Le stratagème a donné lieu à des poursuites : après décision du parquet de Lille, celles-ci aboutiront à un procès en correctionnel en janvier 2021 à Lille où le protagoniste comparaîtra avec sa compagne, soupçonné d’être très impliquée dans l’affaire, pour « escroquerie et recel d’escroquerie ».
Risque d’emprisonnement
Que s’était-il précisément passé ? Le 28 janvier 2018, plusieurs centaines de personnes se sont pressées en fin d’après-midi (peu avant 18 heures) aux portes de la Condition Publique, une fabrique culturelle à Roubaix. Ce soir-là, le lieu devait accueillir un événement autour d’une présentation de produits cosmétiques, tel que l’avait annoncé l’Esprit de la Forêt, une société de communication gérée à l’époque par…Noémie Montagne, qui n’est autre que l’épouse de Dieudonné (depuis 2017). C’est cette entreprise qui avait loué la salle, sans jamais prononcer le nom de l’humoriste controversé. Le directeur de la structure a compris la supercherie, mais bien trop tard pour tout annuler : au regard de l’affluence, les décisionnaires avaient préféré maintenir l’évènement « afin de garantir la sécurité des personnes arrivées sur place » et éviter le risque de désordres dans le quartier. Non sans qu’un dépôt de plainte ait été déposé par le propriétaire de La Condition Publique.
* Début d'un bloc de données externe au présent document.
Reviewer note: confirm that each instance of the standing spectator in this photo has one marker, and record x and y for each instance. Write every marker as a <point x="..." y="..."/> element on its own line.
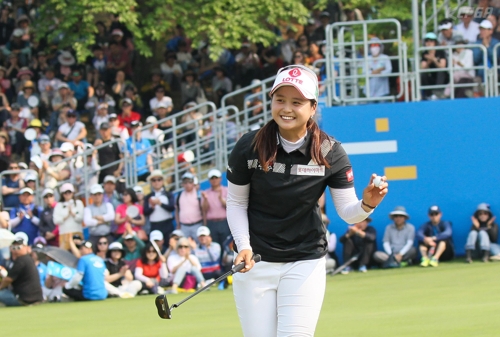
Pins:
<point x="11" y="185"/>
<point x="484" y="231"/>
<point x="188" y="213"/>
<point x="48" y="229"/>
<point x="72" y="131"/>
<point x="108" y="154"/>
<point x="68" y="214"/>
<point x="378" y="64"/>
<point x="23" y="276"/>
<point x="360" y="238"/>
<point x="24" y="218"/>
<point x="214" y="207"/>
<point x="141" y="148"/>
<point x="98" y="216"/>
<point x="159" y="205"/>
<point x="398" y="239"/>
<point x="90" y="271"/>
<point x="434" y="239"/>
<point x="468" y="28"/>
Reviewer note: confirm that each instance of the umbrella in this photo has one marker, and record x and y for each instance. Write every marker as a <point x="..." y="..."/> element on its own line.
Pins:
<point x="6" y="238"/>
<point x="60" y="255"/>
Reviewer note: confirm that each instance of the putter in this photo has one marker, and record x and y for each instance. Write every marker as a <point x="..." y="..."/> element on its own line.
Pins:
<point x="348" y="262"/>
<point x="165" y="312"/>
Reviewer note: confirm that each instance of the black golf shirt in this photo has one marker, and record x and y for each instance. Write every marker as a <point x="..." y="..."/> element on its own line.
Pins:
<point x="283" y="213"/>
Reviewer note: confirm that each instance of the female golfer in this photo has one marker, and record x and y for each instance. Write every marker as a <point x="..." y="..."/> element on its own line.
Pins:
<point x="276" y="176"/>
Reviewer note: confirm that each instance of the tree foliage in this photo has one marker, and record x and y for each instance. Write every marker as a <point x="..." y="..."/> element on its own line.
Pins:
<point x="222" y="23"/>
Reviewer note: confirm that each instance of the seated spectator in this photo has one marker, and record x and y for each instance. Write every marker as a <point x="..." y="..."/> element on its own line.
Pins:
<point x="22" y="276"/>
<point x="489" y="42"/>
<point x="434" y="239"/>
<point x="98" y="216"/>
<point x="432" y="59"/>
<point x="47" y="228"/>
<point x="119" y="280"/>
<point x="124" y="222"/>
<point x="72" y="131"/>
<point x="209" y="253"/>
<point x="398" y="239"/>
<point x="159" y="205"/>
<point x="68" y="214"/>
<point x="184" y="263"/>
<point x="24" y="218"/>
<point x="378" y="64"/>
<point x="151" y="270"/>
<point x="11" y="185"/>
<point x="360" y="239"/>
<point x="91" y="269"/>
<point x="484" y="231"/>
<point x="447" y="35"/>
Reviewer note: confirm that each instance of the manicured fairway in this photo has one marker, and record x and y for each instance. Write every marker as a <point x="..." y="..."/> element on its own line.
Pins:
<point x="452" y="300"/>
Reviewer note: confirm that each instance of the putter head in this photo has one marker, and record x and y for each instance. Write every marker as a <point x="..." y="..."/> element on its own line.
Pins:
<point x="162" y="307"/>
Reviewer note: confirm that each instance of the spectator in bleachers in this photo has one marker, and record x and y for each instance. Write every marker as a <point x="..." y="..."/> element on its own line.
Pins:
<point x="151" y="270"/>
<point x="468" y="28"/>
<point x="24" y="218"/>
<point x="487" y="40"/>
<point x="432" y="59"/>
<point x="68" y="214"/>
<point x="447" y="35"/>
<point x="360" y="239"/>
<point x="484" y="231"/>
<point x="91" y="269"/>
<point x="11" y="185"/>
<point x="434" y="239"/>
<point x="209" y="254"/>
<point x="98" y="216"/>
<point x="120" y="281"/>
<point x="398" y="239"/>
<point x="47" y="228"/>
<point x="72" y="130"/>
<point x="22" y="276"/>
<point x="378" y="64"/>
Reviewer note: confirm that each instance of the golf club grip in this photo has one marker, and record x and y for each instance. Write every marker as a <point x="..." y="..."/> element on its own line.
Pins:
<point x="241" y="265"/>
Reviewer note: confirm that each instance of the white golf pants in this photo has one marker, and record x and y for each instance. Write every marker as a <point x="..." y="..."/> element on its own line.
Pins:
<point x="280" y="299"/>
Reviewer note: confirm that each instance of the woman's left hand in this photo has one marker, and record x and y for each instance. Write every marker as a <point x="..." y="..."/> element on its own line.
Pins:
<point x="372" y="195"/>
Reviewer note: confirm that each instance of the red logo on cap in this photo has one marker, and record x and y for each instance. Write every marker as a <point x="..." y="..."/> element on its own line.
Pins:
<point x="295" y="72"/>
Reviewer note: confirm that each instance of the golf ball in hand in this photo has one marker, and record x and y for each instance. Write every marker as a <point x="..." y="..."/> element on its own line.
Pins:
<point x="377" y="181"/>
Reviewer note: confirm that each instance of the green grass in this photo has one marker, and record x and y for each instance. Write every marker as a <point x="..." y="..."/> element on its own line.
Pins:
<point x="454" y="299"/>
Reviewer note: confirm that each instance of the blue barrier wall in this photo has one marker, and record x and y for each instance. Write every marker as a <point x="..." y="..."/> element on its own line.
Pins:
<point x="453" y="144"/>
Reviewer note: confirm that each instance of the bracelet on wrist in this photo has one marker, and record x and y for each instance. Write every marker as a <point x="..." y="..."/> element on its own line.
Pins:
<point x="365" y="204"/>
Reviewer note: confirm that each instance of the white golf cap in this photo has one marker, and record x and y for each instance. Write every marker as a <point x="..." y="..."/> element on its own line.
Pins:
<point x="299" y="77"/>
<point x="156" y="235"/>
<point x="96" y="188"/>
<point x="214" y="173"/>
<point x="203" y="230"/>
<point x="486" y="24"/>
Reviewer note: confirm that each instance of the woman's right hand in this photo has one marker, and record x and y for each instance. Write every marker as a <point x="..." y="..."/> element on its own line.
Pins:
<point x="246" y="256"/>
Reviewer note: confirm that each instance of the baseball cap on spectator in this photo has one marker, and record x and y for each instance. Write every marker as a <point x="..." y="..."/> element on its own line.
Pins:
<point x="26" y="190"/>
<point x="96" y="188"/>
<point x="67" y="187"/>
<point x="67" y="146"/>
<point x="203" y="230"/>
<point x="214" y="173"/>
<point x="110" y="179"/>
<point x="156" y="235"/>
<point x="21" y="238"/>
<point x="47" y="191"/>
<point x="486" y="24"/>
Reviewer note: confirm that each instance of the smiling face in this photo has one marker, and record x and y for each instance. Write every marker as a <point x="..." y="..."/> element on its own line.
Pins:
<point x="291" y="111"/>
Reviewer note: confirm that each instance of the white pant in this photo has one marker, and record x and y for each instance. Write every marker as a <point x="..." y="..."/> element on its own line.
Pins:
<point x="280" y="299"/>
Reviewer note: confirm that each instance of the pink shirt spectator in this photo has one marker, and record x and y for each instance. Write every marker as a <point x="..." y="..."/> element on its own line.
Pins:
<point x="216" y="210"/>
<point x="189" y="207"/>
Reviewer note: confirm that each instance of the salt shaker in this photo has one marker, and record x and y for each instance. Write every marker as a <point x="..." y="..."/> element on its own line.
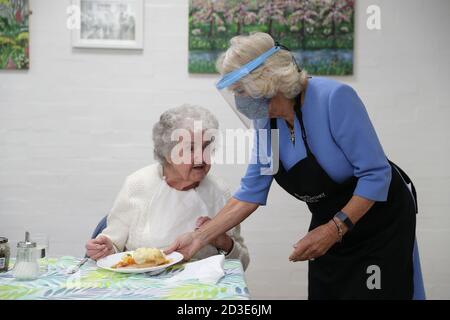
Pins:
<point x="26" y="266"/>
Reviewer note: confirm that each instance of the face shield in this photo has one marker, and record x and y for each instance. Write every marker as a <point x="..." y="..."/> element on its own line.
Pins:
<point x="245" y="107"/>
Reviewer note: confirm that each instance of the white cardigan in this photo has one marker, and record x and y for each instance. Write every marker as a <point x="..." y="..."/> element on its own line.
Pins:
<point x="149" y="213"/>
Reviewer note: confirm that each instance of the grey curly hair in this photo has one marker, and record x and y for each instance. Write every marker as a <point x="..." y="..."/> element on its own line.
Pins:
<point x="277" y="73"/>
<point x="181" y="117"/>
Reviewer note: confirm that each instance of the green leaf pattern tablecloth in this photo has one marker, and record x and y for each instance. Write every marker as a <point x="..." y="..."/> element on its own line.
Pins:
<point x="94" y="283"/>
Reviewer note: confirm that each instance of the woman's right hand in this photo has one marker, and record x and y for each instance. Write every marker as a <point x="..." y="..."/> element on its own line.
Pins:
<point x="99" y="248"/>
<point x="188" y="244"/>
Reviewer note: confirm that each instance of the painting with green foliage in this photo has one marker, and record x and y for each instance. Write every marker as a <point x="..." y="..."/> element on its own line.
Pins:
<point x="14" y="47"/>
<point x="318" y="32"/>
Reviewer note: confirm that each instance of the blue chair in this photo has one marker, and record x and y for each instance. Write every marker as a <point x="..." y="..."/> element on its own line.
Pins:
<point x="419" y="289"/>
<point x="101" y="225"/>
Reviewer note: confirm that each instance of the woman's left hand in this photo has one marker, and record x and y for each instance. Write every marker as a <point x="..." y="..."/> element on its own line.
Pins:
<point x="316" y="243"/>
<point x="223" y="241"/>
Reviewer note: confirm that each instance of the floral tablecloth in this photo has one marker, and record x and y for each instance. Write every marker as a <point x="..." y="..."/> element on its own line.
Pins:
<point x="91" y="282"/>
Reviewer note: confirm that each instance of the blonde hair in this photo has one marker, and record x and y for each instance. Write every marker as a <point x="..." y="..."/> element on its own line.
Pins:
<point x="277" y="74"/>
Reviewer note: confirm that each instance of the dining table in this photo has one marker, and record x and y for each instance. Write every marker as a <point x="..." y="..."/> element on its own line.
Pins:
<point x="92" y="282"/>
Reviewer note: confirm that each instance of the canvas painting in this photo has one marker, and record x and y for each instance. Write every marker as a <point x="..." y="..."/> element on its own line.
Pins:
<point x="318" y="32"/>
<point x="14" y="34"/>
<point x="109" y="24"/>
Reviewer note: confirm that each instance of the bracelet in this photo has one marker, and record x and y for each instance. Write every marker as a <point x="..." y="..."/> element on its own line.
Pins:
<point x="339" y="229"/>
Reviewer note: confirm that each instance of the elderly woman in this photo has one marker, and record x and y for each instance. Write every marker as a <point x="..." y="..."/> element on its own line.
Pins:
<point x="160" y="201"/>
<point x="361" y="237"/>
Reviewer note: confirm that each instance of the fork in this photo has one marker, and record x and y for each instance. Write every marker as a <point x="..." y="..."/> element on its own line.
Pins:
<point x="73" y="269"/>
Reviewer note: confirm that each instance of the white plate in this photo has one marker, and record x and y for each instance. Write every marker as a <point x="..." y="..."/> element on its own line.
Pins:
<point x="107" y="262"/>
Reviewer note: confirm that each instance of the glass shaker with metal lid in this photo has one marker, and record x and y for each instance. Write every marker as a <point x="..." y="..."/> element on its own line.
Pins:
<point x="4" y="254"/>
<point x="26" y="266"/>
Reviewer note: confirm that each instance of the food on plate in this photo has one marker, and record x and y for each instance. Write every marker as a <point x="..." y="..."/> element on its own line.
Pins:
<point x="142" y="258"/>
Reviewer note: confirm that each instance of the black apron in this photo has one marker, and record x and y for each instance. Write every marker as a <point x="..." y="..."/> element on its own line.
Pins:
<point x="383" y="237"/>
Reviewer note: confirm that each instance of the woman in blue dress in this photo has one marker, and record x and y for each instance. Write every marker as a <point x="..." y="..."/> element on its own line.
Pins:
<point x="361" y="236"/>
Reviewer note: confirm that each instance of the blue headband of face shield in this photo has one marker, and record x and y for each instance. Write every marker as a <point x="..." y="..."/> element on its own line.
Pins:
<point x="236" y="75"/>
<point x="251" y="108"/>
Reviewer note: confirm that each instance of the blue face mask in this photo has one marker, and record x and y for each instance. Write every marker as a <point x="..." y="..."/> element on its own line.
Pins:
<point x="253" y="108"/>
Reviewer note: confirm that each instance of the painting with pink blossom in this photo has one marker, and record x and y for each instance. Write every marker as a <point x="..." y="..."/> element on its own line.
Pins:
<point x="14" y="34"/>
<point x="318" y="32"/>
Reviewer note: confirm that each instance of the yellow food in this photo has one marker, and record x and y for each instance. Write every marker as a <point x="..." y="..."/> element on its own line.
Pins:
<point x="142" y="258"/>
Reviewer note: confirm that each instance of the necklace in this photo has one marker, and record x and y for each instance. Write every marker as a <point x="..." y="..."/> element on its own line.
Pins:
<point x="292" y="131"/>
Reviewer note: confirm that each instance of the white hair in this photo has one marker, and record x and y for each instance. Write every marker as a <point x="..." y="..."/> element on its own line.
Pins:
<point x="278" y="73"/>
<point x="182" y="117"/>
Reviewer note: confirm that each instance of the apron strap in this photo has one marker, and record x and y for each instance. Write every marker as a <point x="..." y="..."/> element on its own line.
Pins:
<point x="407" y="181"/>
<point x="298" y="112"/>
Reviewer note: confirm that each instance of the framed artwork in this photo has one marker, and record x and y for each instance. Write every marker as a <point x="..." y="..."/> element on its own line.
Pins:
<point x="318" y="32"/>
<point x="14" y="34"/>
<point x="117" y="24"/>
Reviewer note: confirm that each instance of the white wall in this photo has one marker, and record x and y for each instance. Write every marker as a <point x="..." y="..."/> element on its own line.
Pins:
<point x="75" y="124"/>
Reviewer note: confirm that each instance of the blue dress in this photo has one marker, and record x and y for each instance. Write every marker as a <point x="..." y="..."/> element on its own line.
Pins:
<point x="342" y="138"/>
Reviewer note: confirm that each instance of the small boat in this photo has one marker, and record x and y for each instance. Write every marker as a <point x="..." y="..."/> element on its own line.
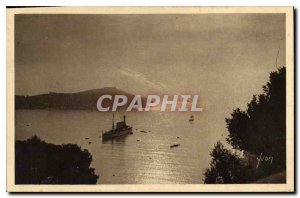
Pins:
<point x="120" y="129"/>
<point x="174" y="145"/>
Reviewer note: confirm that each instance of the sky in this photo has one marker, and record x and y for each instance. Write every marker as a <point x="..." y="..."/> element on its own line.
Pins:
<point x="224" y="58"/>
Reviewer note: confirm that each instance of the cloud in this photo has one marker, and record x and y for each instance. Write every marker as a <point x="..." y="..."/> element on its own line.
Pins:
<point x="142" y="80"/>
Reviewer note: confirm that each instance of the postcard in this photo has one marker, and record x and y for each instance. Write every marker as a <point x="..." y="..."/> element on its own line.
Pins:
<point x="150" y="99"/>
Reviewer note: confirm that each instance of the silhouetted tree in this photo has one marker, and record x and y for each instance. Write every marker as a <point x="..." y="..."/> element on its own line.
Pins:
<point x="37" y="162"/>
<point x="225" y="167"/>
<point x="262" y="127"/>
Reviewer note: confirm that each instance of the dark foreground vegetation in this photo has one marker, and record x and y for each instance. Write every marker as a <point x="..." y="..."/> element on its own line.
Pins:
<point x="259" y="133"/>
<point x="37" y="162"/>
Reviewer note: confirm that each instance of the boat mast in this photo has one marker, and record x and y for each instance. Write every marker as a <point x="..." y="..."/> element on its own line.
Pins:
<point x="113" y="121"/>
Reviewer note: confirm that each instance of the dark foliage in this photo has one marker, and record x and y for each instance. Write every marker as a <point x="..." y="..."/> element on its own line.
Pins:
<point x="37" y="162"/>
<point x="262" y="127"/>
<point x="225" y="167"/>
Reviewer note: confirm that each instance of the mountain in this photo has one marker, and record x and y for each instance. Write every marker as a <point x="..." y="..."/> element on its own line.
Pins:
<point x="84" y="100"/>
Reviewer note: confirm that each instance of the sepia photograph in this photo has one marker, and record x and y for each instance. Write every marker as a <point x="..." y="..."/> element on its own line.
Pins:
<point x="144" y="99"/>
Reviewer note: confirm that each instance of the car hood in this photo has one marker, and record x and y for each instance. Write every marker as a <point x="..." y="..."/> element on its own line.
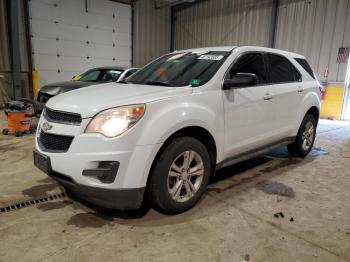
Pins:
<point x="90" y="100"/>
<point x="62" y="87"/>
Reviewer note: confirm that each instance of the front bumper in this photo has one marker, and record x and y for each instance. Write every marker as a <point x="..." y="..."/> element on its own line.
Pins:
<point x="122" y="199"/>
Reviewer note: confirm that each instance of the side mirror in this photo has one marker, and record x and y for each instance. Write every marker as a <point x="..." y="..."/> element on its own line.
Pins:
<point x="240" y="80"/>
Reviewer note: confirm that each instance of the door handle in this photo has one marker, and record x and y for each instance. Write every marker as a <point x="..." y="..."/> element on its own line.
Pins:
<point x="267" y="96"/>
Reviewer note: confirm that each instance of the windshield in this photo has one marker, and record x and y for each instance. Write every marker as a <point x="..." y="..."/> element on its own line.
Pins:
<point x="180" y="69"/>
<point x="100" y="75"/>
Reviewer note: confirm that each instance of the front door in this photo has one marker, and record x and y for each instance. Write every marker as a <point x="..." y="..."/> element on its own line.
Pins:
<point x="288" y="93"/>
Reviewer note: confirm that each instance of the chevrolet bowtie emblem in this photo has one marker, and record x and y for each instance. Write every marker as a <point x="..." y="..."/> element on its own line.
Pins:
<point x="46" y="126"/>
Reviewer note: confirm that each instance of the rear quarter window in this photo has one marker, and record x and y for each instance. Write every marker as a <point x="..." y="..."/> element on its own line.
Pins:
<point x="282" y="70"/>
<point x="306" y="66"/>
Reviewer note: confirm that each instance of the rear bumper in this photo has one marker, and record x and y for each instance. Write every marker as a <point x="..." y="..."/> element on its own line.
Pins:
<point x="121" y="199"/>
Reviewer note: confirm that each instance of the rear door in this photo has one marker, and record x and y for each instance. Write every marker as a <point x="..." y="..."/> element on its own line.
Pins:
<point x="249" y="111"/>
<point x="288" y="93"/>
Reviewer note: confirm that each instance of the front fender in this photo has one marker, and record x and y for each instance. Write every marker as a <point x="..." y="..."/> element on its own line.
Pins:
<point x="163" y="118"/>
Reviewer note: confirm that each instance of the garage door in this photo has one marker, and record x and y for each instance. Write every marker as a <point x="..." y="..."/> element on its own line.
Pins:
<point x="69" y="37"/>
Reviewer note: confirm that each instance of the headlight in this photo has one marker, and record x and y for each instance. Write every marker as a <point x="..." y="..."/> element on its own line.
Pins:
<point x="115" y="121"/>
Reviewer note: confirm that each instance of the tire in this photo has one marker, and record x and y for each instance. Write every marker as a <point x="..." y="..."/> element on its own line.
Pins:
<point x="298" y="148"/>
<point x="164" y="179"/>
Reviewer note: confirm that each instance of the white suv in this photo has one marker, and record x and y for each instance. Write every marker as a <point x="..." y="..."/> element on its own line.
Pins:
<point x="163" y="133"/>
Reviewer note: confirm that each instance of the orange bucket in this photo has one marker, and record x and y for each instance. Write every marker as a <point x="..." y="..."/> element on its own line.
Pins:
<point x="18" y="122"/>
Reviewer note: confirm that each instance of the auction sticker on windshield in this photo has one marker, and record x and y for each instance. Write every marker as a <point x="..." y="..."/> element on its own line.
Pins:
<point x="211" y="57"/>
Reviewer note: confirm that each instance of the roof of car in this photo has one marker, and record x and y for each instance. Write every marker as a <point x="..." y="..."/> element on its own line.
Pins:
<point x="231" y="48"/>
<point x="112" y="68"/>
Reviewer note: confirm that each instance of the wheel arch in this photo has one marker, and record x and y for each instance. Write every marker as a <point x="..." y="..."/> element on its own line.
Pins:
<point x="197" y="132"/>
<point x="315" y="112"/>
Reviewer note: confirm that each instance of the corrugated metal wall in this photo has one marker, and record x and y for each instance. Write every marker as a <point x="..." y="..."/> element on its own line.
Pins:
<point x="223" y="22"/>
<point x="151" y="32"/>
<point x="316" y="29"/>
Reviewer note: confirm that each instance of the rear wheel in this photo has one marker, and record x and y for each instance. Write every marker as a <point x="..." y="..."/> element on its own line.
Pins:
<point x="180" y="176"/>
<point x="305" y="139"/>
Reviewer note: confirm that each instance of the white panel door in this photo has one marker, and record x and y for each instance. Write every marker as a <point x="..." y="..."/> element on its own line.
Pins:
<point x="69" y="38"/>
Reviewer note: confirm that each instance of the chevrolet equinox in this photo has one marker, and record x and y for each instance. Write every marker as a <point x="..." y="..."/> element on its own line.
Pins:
<point x="161" y="134"/>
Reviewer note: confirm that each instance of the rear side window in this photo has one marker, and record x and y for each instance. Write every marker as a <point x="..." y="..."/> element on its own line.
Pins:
<point x="282" y="70"/>
<point x="252" y="63"/>
<point x="306" y="66"/>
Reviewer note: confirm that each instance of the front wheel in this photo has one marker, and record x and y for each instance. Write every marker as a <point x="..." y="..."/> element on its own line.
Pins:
<point x="305" y="139"/>
<point x="180" y="176"/>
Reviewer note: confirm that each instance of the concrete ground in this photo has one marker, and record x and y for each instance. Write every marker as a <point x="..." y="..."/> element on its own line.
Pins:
<point x="233" y="222"/>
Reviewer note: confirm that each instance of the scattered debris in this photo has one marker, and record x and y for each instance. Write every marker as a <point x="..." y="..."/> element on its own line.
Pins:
<point x="273" y="187"/>
<point x="279" y="214"/>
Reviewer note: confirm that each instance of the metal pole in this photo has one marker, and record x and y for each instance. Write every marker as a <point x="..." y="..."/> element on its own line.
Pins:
<point x="15" y="47"/>
<point x="274" y="21"/>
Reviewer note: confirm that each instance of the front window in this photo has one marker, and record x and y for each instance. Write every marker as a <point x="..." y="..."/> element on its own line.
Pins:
<point x="101" y="75"/>
<point x="180" y="69"/>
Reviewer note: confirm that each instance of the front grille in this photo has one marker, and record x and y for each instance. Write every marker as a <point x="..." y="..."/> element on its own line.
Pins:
<point x="54" y="143"/>
<point x="62" y="117"/>
<point x="43" y="97"/>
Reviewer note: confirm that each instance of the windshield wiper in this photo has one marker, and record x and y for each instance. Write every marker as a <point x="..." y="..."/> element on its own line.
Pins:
<point x="158" y="83"/>
<point x="123" y="82"/>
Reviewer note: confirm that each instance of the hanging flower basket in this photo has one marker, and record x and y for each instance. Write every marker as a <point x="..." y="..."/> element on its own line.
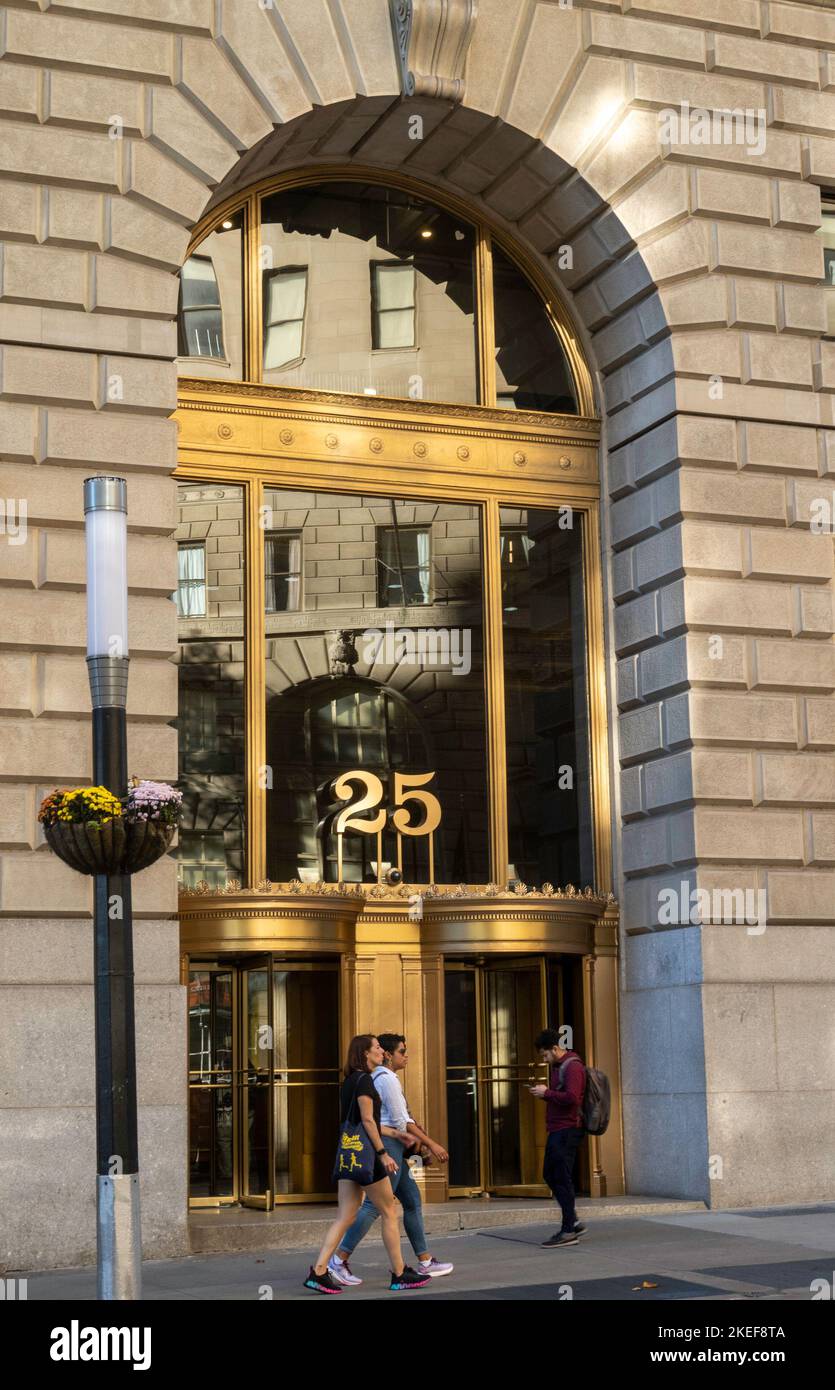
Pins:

La même combine avait été utilisée quelques jours plus tard à La Chapelle d’Armentières où Dieudonné est parvenu à se produire avec la complicité de sa compagne : cette dernière avait effectué la réservation au nom d’une autre de ses sociétés, les Productions de la Plume. Là aussi, le piège s’était refermé sur les programmateurs des « salons Kennedy ».
Le procès se tiendra le 14 janvier prochain à Lille. Les deux prévenus risquent jusqu’à 5 ans d’emprisonnement et 375 000 euros d’amende.